Data-Driven Torture Genetics Breeds Devil Debt
The Data-Driven Life by Gary Wolf (New York Times Magazine): These days, the rise of portable powerful computers (e.g., your iPhone) are making it easier and easier for people to monitor and share data about their own life. This has pros - you might find that you are not doing what you think you are doing, and can improve - and cons - machines don’t forgive. [via]
The Torture Colony by Bruce Falconer (The American Scholar): Falconer’s portrait of a utopian experiment in remote Chile basically sounds like the worst place on Earth. Cruel, cynical German post-war exile leader who was also a pedophile? Check. Community members effectively slaves? Check. Torture? Check. Implicated in the execution of political prisoners? Check. [via]

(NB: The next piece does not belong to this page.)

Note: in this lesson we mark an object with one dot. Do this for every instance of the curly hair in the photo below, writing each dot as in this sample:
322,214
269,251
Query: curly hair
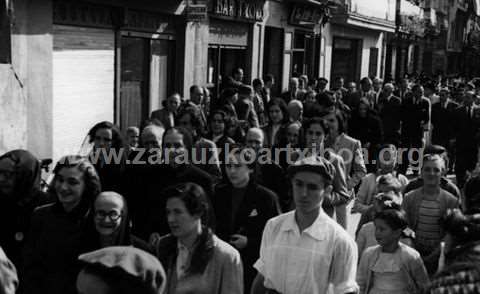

Debt: The First Five Thousand Years by Alexander Rose (The Long Now): The rise of money is historically associated with violence and slavery, and it’s arguable that the world’s current major religions developed, in part, to control the social implications of money. This fascinating article, in a way, has worrying implications for the present, given that we now live in a world where Goldman Sachs and the like can do what they want with money that’s really just 0s and 1s on a computer screen. [via]
Power Breeds Hypocrisy: Powerful People Judge Others More Harshly But Cheat More Themselves by Ed Yong (Not Exactly Rocket Science): One of those social psychology experiments you go “duh!” to (especially after reading the “Torture Colony” article), but then a lot of what psychology does is actually test the things we think we know.
No Angel, No Devil by Brantley Hargrove (Nashville Scene): Gaile Owens, a white Memphis housewife, is due to be executed later this year for ordering a hit on her husband; she will be the first woman executed in Tennessee in 200 years. Hargrove’s portrait of her is a fascinating and disturbing look at the seedy underbelly of the dignified South. [via]
How Mendel Started Genetics By Getting It Mostly Wrong by John Timmer (Ars Technica): Science is, at the core, not about facts. It is a method. And though Mendel’s facts were, broadly, wrong, the method he used to get at those facts was so very right.